Passion des archives et quête du secret | Christine Belcikowski

A lire jour après jour des registres paroissiaux ou civils hérités des siècles passés, on finit par voir la succession des générations comme le déroulement d’une étoffe qui, sur la trame fournie par les naissances, baptêmes, mariages, décès, sépultures, se tisse de patronymes sans commencement ni fin.
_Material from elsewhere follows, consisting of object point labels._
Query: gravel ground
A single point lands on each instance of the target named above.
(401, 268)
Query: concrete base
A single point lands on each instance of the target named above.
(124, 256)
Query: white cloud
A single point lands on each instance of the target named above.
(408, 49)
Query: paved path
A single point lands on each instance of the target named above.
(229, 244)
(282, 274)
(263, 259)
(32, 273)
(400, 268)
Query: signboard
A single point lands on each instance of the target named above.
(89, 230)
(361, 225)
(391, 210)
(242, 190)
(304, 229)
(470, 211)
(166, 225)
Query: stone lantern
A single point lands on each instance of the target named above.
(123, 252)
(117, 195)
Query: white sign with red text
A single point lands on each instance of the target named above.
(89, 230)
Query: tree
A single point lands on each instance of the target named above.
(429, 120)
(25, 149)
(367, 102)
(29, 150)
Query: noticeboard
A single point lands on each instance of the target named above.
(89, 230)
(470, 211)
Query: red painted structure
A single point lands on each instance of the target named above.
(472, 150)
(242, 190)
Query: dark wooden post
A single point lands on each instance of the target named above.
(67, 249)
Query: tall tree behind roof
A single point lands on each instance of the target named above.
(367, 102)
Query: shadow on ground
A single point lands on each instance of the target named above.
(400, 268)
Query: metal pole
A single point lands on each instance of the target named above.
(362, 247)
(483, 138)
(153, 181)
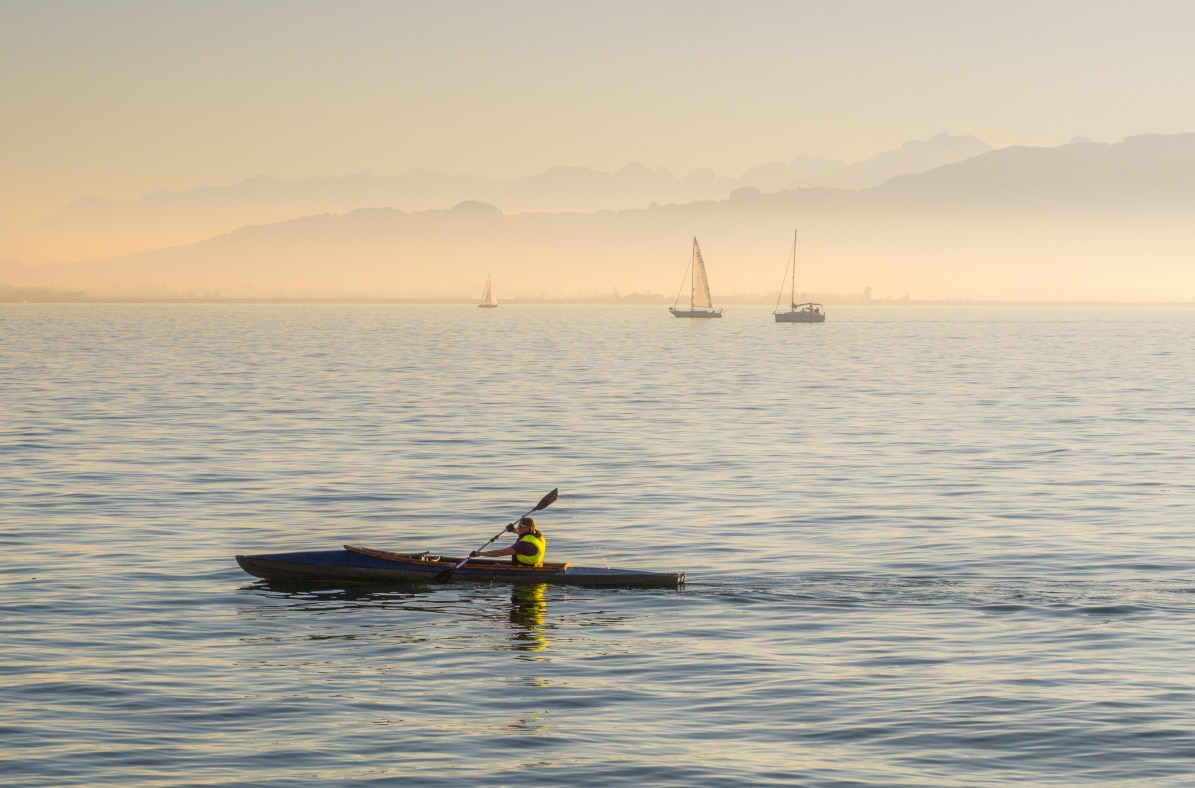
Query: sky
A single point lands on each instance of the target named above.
(120, 98)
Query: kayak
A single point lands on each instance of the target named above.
(368, 567)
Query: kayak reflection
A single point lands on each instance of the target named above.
(528, 610)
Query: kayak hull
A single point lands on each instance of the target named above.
(366, 567)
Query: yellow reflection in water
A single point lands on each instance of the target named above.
(528, 609)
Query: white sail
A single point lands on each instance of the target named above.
(700, 283)
(488, 298)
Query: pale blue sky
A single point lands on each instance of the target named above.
(120, 98)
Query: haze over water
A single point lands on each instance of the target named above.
(925, 547)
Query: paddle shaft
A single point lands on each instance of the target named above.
(544, 502)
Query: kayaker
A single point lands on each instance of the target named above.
(528, 549)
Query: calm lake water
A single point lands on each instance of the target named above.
(925, 547)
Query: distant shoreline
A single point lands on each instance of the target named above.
(577, 301)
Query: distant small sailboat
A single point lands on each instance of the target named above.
(700, 304)
(808, 312)
(488, 300)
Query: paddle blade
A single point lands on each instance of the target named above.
(547, 500)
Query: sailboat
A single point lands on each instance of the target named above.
(808, 312)
(700, 305)
(488, 300)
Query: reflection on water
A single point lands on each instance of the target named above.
(528, 608)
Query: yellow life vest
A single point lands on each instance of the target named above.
(540, 550)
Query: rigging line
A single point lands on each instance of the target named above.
(794, 263)
(682, 280)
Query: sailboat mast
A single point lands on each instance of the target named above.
(792, 293)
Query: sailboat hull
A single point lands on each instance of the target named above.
(801, 317)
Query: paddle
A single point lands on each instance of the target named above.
(544, 502)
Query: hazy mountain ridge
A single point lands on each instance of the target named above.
(1015, 223)
(90, 227)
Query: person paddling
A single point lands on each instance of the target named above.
(528, 549)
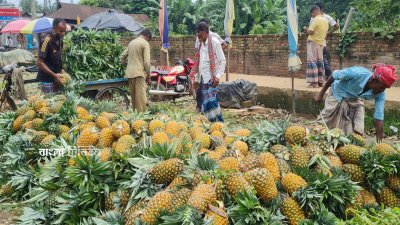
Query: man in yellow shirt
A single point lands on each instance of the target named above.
(315, 46)
(137, 58)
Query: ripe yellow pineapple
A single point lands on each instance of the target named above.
(243, 132)
(202, 196)
(350, 154)
(388, 198)
(263, 182)
(48, 139)
(217, 216)
(120, 128)
(83, 114)
(138, 126)
(88, 137)
(292, 210)
(295, 135)
(241, 146)
(105, 154)
(300, 157)
(250, 162)
(165, 172)
(161, 202)
(385, 149)
(292, 182)
(355, 172)
(156, 125)
(102, 122)
(106, 137)
(205, 140)
(172, 128)
(124, 143)
(160, 137)
(217, 126)
(235, 183)
(229, 164)
(393, 183)
(269, 162)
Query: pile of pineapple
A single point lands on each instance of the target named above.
(174, 167)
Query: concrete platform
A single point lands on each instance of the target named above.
(276, 92)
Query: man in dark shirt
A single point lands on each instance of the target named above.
(49, 61)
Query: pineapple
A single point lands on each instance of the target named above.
(350, 154)
(161, 202)
(202, 196)
(165, 172)
(217, 126)
(385, 149)
(177, 182)
(242, 147)
(229, 164)
(102, 122)
(312, 150)
(235, 183)
(388, 198)
(335, 161)
(295, 135)
(18, 122)
(156, 125)
(355, 172)
(292, 210)
(83, 114)
(179, 199)
(217, 216)
(292, 182)
(173, 128)
(160, 137)
(105, 154)
(243, 133)
(393, 183)
(300, 157)
(264, 183)
(368, 199)
(37, 123)
(357, 139)
(120, 128)
(205, 140)
(48, 139)
(124, 143)
(88, 137)
(138, 126)
(250, 162)
(269, 162)
(106, 137)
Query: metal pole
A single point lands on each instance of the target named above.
(293, 96)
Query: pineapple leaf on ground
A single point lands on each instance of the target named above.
(377, 169)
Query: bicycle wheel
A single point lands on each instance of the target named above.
(113, 94)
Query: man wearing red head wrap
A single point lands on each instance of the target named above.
(344, 105)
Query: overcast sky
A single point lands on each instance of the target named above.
(16, 2)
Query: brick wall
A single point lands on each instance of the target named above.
(268, 54)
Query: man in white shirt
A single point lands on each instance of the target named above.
(222, 41)
(208, 68)
(334, 26)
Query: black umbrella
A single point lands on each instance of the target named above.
(112, 20)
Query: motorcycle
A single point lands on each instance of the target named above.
(173, 81)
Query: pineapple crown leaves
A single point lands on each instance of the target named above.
(265, 134)
(111, 218)
(183, 216)
(90, 174)
(248, 210)
(377, 169)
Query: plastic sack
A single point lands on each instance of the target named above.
(233, 94)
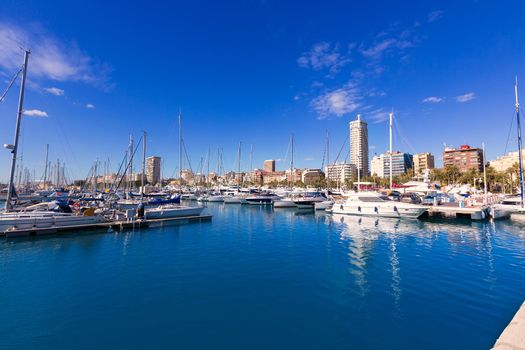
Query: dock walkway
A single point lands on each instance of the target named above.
(114, 225)
(513, 336)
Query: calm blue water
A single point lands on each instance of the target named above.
(261, 279)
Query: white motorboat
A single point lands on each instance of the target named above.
(216, 198)
(324, 205)
(13, 221)
(235, 200)
(286, 202)
(172, 211)
(376, 204)
(262, 199)
(309, 200)
(510, 206)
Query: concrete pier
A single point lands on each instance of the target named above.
(114, 225)
(513, 336)
(452, 210)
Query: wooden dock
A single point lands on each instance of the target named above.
(452, 210)
(110, 225)
(513, 336)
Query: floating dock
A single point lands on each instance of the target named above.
(113, 225)
(513, 336)
(453, 210)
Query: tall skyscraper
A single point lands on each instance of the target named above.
(359, 145)
(153, 169)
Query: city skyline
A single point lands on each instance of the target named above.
(427, 64)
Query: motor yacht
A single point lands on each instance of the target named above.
(379, 205)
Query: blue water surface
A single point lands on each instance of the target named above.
(257, 278)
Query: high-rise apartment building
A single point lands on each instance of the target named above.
(464, 157)
(340, 172)
(359, 145)
(269, 165)
(153, 169)
(401, 162)
(423, 162)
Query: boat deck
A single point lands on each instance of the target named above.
(455, 211)
(113, 225)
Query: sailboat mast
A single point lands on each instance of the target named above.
(180, 147)
(390, 166)
(130, 170)
(520, 159)
(239, 165)
(484, 175)
(143, 165)
(291, 167)
(8, 205)
(45, 169)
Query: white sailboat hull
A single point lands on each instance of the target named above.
(172, 212)
(388, 210)
(42, 220)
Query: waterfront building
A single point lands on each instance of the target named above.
(423, 162)
(294, 175)
(464, 158)
(312, 176)
(359, 145)
(269, 166)
(153, 169)
(502, 163)
(256, 176)
(341, 172)
(186, 175)
(401, 163)
(275, 176)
Au fil des patronymes qui apparaissent un jour sans autre pourquoi que le sans pourquoi de la vie, foisonnent bientôt, puis se raréfient et disparaissent un autre jour sans autre pourquoi non plus que le sans pourquoi de la vie, on remarque que la prédominance transitoire de certains noms forme dans le continuum du tissu généalogique comme des plages de couleur par endroits, sombres ou lumineuses, c’est selon ; et dans le déploiement mystérieux de ces plages se découvre possiblement au lecteur de telles archives , sur le mode jamesien de l’image dans le tapis — a complex figure in a Persian carpet  —, quelque chose de l’histoire d’une lignée, quelque chose du destin ou de la liberté des personnes qui composent cette lignée, quelque chose du secret qui se réserve dans le sans pourquoi de la vie. Ce genre de découverte que l’archiviste, qui a de la méthode et une âme, quête au prix de longs travaux, toujours ingrats, est, lorsqu’elle advient, de l’ordre de l’expérience insigne que Henry James dit « facially luminous ».